After a thorough analysis, a culture of uncertainty relating to accountabilities, roles and responsibilities was identified. This trend was the key factor in inflating overall staff numbers on both client and contractor sides. Feedback from the rail operator and contractors alongside quantitative findings from process analysis helped determine an optimal client/contractor structure and partnership. An account team was created with clear day-to-day responsibilities as well as longer-term technical and commercial accountabilities.

Once these structures were clarified and communicated, the roles and responsibilities of work execution were strictly defined. This included outlining expectations and escalation procedures reflecting about 25 of the most probable events and situations encountered during setup, commissioning and running of a contract. All staff skills were evaluated for appropriate personnel assignments and any competence that was lacking in the crew was be addressed with the suitable support or training.


As a result of this partnership structure reorganization, the short-term contractor headcount was reduced by avoiding unnecessary consultancy and part-time work, ultimately saving £500 thousand.

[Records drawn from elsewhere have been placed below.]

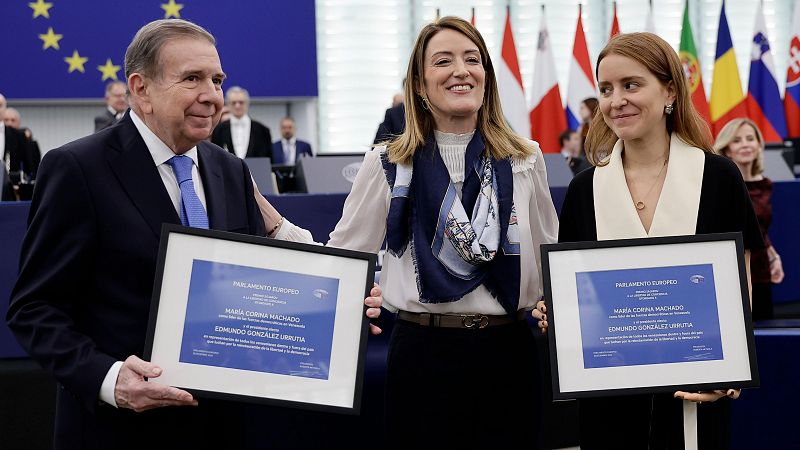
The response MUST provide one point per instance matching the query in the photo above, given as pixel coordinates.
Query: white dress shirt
(160, 154)
(240, 135)
(289, 150)
(3, 157)
(363, 227)
(117, 115)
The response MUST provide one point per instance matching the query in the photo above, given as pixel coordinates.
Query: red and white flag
(614, 23)
(547, 116)
(509, 85)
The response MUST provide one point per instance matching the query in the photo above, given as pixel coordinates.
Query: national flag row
(547, 117)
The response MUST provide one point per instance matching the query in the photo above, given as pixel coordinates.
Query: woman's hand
(708, 396)
(540, 314)
(373, 303)
(272, 218)
(776, 269)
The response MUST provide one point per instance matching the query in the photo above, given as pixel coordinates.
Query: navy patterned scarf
(456, 245)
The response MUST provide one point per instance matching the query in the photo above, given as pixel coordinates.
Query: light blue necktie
(192, 212)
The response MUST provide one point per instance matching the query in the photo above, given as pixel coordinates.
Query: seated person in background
(289, 148)
(241, 135)
(572, 151)
(14, 119)
(116, 103)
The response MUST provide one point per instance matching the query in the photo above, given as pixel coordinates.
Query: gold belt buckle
(475, 321)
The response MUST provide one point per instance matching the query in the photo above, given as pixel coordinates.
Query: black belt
(467, 321)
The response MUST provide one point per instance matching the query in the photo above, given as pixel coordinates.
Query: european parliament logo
(697, 279)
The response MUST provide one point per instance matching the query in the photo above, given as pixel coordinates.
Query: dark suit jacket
(87, 267)
(301, 148)
(260, 139)
(104, 120)
(17, 145)
(394, 123)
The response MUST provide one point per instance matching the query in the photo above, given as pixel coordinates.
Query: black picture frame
(179, 248)
(571, 379)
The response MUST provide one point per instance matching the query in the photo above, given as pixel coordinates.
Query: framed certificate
(254, 319)
(648, 315)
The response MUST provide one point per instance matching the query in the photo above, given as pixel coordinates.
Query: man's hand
(540, 313)
(708, 396)
(132, 391)
(373, 303)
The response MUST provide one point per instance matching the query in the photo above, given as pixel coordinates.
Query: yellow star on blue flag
(40, 8)
(109, 70)
(172, 9)
(76, 62)
(50, 39)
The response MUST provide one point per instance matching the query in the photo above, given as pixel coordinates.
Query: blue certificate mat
(648, 316)
(259, 319)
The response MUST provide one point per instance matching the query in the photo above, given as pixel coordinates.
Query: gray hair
(13, 111)
(236, 90)
(143, 53)
(109, 86)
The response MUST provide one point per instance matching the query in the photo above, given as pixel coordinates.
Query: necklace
(640, 204)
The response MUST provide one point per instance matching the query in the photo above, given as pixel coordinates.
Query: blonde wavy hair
(728, 134)
(661, 60)
(500, 139)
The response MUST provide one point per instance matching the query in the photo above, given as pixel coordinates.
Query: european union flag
(62, 49)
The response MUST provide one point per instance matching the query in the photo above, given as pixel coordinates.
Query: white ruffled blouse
(363, 227)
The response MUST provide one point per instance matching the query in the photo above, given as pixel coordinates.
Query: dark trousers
(650, 422)
(458, 388)
(762, 301)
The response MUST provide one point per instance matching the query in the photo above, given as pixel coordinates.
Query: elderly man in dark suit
(241, 135)
(116, 104)
(81, 302)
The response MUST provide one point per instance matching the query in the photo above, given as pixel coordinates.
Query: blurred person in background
(116, 103)
(742, 142)
(241, 135)
(462, 362)
(14, 119)
(289, 149)
(655, 174)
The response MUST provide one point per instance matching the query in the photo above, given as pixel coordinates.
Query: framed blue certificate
(254, 319)
(648, 315)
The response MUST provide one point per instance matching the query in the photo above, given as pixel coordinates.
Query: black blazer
(87, 266)
(104, 120)
(260, 139)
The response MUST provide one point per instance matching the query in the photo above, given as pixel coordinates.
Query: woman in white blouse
(464, 205)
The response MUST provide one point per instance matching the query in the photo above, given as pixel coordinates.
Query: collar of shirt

The first goaloriented meetings took place with key contractors using simple KPIs, resulting in immediate improvement in contractor performance and corrective actions identification. The new formalized coordination between operations and projects will improve efficiencies. Long-term recommendations stipulate that all new hires should fill asset management requirements. The lower headcount targets and realigned contract management structures should save £2 million in the future.